O órgão interpôs agravo regimental reiterando que a competência constitucional para fiscalizar é comum a todos os órgãos ambientais. Sustentou, ainda, que sua competência para fiscalizar atividades que possam causar dano ambiental é supletiva na forma do artigo 10 da Lei n. 6.938/91, mas é plena para fiscalizar a adequação das condutas dos agentes às normas jurídicas e aos termos das licenças.

Ao analisar o agravo, o relator concluiu que a atividade desenvolvida com risco de dano ambiental a bem da União pode ser fiscalizada pelo Ibama, mesmo que a competência para licenciar seja de outro ente federado, pois o pacto federativo atribui competência aos quatro entes da Federação para proteger o meio ambiente por meio da fiscalização.

Segundo o ministro, o poder de polícia administrativa envolve diversos aspectos, entre eles, o poder de permitir o desempenho de uma atividade desde que atendidas as prescrições normativas e o poder de sancionar as condutas contrárias à norma. E, como a contrariedade à norma pode ser anterior ou posterior à outorga da licença, a aplicação da sanção não está necessariamente vinculada à esfera do ente federal que a outorgou.

Legislação

Em seu voto, o relator concluiu que de fato não é o caso de competência supletiva para licenciar, e sim de competência própria para fiscalizar, não cabendo, portanto, a incidência do caput do artigo 10 da Lei n. 6.398/81, aplicado pelo TRF.

O referido dispositivo determina que a construção, instalação, ampliação e funcionamento de estabelecimentos e atividades utilizadoras de recursos ambientais considerados efetiva e potencialmente poluidores, bem como os capazes, sob qualquer forma, de causar degradação ambiental dependerão de prévio licenciamento de órgão estadual competente, integrante do Sistema Nacional do Meio Ambiente (Sisnama) e do Instituto Brasileiro do Meio Ambiente e Recursos Naturais Renováveis (Ibama), em caráter supletivo, sem prejuízo de outras licenças exigíveis.

Para ele, a competência de fiscalizar do Ibama está definida no parágrafo 3º do artigo 10, que dispõe que o órgão estadual do meio ambiente e o Ibama, esta em caráter supletivo, poderão, se necessário e sem prejuízo das penalidades pecuniárias cabíveis, determinar a redução das atividades geradoras de poluição para manter as emissões gasosas, os afluentes líquidos e os resíduos sólidos dentro das condições e limites estipulados no licenciamento concedido.

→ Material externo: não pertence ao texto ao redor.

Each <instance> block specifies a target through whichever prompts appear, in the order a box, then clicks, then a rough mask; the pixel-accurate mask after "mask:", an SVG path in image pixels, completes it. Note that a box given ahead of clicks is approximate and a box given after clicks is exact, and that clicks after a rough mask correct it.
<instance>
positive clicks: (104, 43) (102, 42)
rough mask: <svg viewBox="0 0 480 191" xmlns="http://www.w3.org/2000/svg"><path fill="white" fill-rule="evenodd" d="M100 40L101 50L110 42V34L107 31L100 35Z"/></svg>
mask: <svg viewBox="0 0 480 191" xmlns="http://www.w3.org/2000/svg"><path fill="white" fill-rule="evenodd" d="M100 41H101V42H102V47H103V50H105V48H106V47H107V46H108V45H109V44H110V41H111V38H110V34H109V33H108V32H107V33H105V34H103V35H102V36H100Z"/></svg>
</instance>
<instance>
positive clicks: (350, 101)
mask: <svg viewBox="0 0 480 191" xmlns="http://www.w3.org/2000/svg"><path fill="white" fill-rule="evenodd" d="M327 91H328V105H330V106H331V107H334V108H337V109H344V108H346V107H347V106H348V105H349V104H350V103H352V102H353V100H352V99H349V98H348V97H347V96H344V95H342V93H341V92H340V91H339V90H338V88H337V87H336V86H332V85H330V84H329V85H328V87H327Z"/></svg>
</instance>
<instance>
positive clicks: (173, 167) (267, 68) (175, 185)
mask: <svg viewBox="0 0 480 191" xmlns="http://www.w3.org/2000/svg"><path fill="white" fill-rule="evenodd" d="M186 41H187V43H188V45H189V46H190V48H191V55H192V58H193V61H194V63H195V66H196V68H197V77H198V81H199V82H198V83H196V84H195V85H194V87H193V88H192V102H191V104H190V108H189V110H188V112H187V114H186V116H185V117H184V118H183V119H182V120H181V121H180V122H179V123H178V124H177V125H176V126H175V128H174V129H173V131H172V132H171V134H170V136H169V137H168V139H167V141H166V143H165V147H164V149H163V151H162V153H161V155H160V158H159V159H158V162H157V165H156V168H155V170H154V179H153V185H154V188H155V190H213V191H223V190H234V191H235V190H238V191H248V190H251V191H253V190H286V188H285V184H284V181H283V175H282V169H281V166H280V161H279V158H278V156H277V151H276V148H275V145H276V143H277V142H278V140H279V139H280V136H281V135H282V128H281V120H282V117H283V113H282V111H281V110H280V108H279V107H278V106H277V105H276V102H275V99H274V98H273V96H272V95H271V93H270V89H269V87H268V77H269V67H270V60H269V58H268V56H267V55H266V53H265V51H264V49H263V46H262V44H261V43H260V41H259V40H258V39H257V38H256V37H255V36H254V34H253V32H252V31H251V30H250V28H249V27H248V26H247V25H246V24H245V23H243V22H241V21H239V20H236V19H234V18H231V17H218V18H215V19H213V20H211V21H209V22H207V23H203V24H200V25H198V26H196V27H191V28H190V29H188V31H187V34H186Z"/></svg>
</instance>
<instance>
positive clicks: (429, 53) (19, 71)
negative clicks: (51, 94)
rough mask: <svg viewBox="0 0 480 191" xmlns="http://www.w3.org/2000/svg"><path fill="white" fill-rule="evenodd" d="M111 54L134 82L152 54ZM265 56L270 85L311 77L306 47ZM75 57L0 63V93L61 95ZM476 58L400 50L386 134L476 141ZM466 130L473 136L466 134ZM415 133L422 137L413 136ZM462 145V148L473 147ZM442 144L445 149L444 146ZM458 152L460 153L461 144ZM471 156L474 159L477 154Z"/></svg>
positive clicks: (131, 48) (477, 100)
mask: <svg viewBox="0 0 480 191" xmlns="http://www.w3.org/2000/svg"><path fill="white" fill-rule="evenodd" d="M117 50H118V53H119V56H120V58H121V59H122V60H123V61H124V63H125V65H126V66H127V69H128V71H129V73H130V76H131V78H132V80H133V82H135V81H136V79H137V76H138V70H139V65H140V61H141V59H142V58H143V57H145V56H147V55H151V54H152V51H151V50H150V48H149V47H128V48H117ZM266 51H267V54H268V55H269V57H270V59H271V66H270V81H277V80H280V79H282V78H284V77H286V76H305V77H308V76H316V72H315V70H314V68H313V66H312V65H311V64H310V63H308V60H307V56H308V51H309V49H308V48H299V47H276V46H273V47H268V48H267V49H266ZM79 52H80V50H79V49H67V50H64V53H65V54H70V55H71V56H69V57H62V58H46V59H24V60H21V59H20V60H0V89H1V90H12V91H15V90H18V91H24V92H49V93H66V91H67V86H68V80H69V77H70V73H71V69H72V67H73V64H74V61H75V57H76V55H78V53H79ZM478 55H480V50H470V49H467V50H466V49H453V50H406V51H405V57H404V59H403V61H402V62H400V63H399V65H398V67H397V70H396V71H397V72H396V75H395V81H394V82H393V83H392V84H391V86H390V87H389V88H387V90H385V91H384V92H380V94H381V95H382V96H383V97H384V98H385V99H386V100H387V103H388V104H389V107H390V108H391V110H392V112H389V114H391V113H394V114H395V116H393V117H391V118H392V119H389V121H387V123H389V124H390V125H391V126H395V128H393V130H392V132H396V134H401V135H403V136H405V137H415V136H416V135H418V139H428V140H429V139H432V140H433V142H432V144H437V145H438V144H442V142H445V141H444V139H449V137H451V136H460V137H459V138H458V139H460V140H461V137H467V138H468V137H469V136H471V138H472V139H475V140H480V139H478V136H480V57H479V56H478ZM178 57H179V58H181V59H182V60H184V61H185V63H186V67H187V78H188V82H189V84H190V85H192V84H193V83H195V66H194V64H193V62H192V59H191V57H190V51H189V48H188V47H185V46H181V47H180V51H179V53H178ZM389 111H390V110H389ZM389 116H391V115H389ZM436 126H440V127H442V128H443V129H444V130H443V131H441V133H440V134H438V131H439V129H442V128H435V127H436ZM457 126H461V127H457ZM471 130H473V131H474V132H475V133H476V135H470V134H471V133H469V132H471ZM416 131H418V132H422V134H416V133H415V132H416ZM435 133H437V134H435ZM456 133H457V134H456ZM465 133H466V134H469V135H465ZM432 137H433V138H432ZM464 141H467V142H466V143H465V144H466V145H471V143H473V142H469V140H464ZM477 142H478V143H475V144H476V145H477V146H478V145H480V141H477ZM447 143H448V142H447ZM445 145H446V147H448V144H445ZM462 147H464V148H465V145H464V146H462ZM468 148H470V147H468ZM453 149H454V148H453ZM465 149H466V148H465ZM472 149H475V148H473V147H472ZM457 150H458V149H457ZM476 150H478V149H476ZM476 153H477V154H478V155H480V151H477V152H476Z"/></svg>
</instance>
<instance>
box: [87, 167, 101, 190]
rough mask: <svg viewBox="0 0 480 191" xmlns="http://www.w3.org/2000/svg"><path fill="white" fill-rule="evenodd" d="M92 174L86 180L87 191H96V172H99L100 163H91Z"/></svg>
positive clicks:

“Esse é o dispositivo que deve ser aplicado, pois a atuação da União não se mostra apenas na omissão do órgão estadual, mas apresenta-se também para evitar danos ambientais a bens seus”, ressaltou o relator em seu voto.

Assim, a Turma concluiu que, ao afastar a competência do Ibama, o tribunal de origem violou o parágrafo 3º da referida lei e determinou a imediata reforma do acórdão para anular a segurança anteriormente concedida. Ao acompanhar o voto do relator, o ministro Herman Benjamim destacou que, mais do que uma questão ambiental, este precedente do STJ define, com exatidão, a distinção entre a competência para licenciar e para fiscalizar.